En l’espèce, la commune de Rennes-les-Bains a fait réaliser des travaux de rénovation et de remise aux normes d'une partie des installations de l'établissement thermal dont elle était propriétaire. À cet effet, elle a conclu un marché d'assistance à maîtrise d'ouvrage avec M. B, un marché de maîtrise d'œuvre avec la société OTCE et un marché de travaux dont le lot n° 6 (plomberie, sanitaire, chauffage, ventilation, process thermal, zones balnéo et fango) a été confié à la société CEGELEC Perpignan.

Suite au constat de la présence de bactéries, la direction départementale des affaires sanitaires et sociales a ordonné la fermeture de l'établissement à deux reprises.

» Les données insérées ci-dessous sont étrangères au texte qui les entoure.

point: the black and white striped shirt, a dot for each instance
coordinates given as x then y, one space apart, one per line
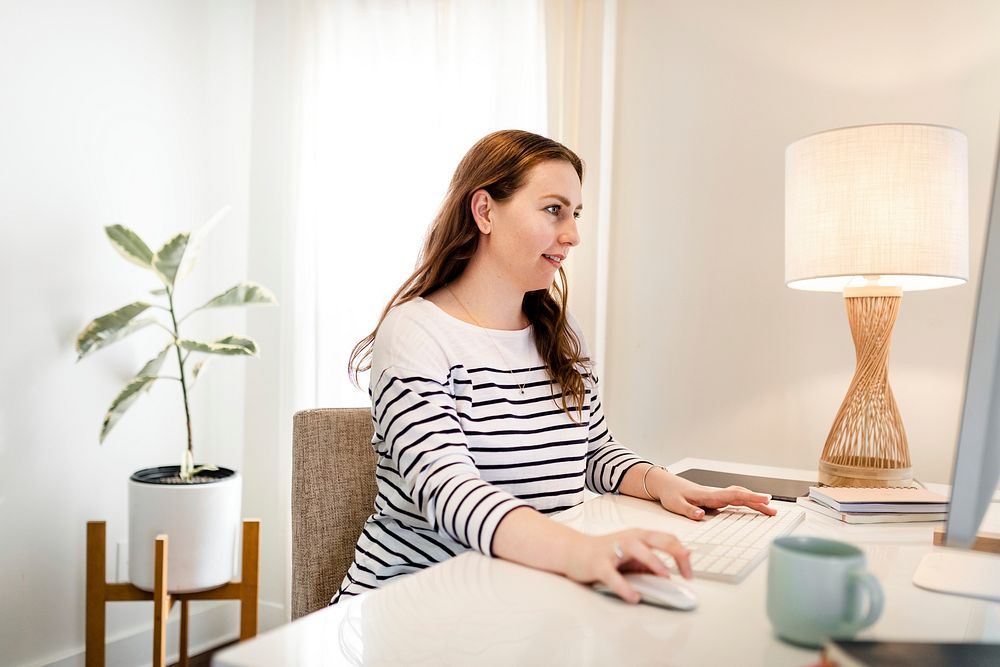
459 445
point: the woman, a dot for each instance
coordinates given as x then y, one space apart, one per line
487 416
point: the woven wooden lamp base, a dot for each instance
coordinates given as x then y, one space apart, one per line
867 443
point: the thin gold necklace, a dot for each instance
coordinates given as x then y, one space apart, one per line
488 335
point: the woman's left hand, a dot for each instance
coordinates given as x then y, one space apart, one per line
687 498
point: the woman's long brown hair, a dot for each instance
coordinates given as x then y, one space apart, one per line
497 163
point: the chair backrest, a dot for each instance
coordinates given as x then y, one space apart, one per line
333 492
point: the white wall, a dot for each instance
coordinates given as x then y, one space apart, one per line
709 354
110 111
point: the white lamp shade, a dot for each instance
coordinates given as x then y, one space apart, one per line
877 200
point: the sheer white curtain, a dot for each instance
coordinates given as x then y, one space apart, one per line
393 94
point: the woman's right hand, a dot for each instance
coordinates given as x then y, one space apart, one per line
603 558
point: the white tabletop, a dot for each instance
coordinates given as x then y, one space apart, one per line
476 610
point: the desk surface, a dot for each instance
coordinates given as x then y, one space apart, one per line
476 610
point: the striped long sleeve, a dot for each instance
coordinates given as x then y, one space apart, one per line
607 460
469 426
424 445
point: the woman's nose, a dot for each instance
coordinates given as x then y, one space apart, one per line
570 234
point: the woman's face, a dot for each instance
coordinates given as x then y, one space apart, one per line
531 232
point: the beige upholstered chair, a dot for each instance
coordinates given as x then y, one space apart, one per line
333 491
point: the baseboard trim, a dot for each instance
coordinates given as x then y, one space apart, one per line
211 623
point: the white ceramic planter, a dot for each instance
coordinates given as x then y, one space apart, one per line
202 523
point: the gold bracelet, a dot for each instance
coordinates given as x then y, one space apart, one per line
651 466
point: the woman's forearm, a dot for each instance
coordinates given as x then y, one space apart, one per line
528 537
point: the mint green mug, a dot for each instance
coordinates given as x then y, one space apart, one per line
816 590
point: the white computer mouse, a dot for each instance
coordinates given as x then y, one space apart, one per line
659 591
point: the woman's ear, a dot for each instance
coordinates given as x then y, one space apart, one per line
482 205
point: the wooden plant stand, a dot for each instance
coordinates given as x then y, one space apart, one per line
100 592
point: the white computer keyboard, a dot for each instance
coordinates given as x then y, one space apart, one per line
726 546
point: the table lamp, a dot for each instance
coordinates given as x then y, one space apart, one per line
872 211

La commune a demandé au tribunal administratif, sur le fondement de la responsabilité décennale des constructeurs de condamner solidairement M. B et les sociétés OTCE et CEGELEC Perpignan à lui verser la somme de 2 801 932 euros en réparation des préjudices.

Par un jugement en date du 12 avril 2013, le tribunal administratif a rejeté cette demande. Par un arrêt du 24 novembre 2014, la cour administrative d'appel de Marseille a rejeté l'appel de la commune contre ce jugement. C’est l’arrêt attaqué.

Le Conseil d’État rappelle, dans un premier temps, les principes régissant la responsabilité décennale des constructeurs selon lesquels « des désordres apparus dans le délai d'épreuve de dix ans, de nature à compromettre la solidité de l'ouvrage ou à le rendre impropre à sa destination dans un délai prévisible, engagent leur responsabilité, même s'ils ne se sont pas révélés dans toute leur étendue avant l'expiration du délai de dix ans ».

La haute juridiction administrative précise ensuite les causes exonératoires de la responsabilité décennale : « Le constructeur dont la responsabilité est recherchée sur ce fondement ne peut en être exonéré, outre les cas de force majeure et de faute du maître d'ouvrage, que lorsque, eu égard aux missions qui lui étaient confiées, il n'apparaît pas que les désordres lui soient en quelque manière imputables ».

Ainsi, la cour administrative d’appel de Marseille, pour exonérer le maître d'œuvre et le constructeur de leur responsabilité décennale, s’est fondée sur le fait que le dommage aurait pu trouver son origine dans d'autres causes. Selon la cour, la prolifération des bactéries pouvait avoir été causée par leur présence dans une zone située en dehors du périmètre des travaux.

Or, comme cela a été précisé par le Conseil d’État, une telle exonération nécessitait de constater que la prolifération des bactéries n'était en aucune manière imputable aux travaux réalisés par les sociétés mises en cause, ce qui n’était pas le cas en l’espèce.

Ainsi, l’existence d’autres causes à un dommage n’exclut pas l’engagement de la responsabilité décennale des constructeurs.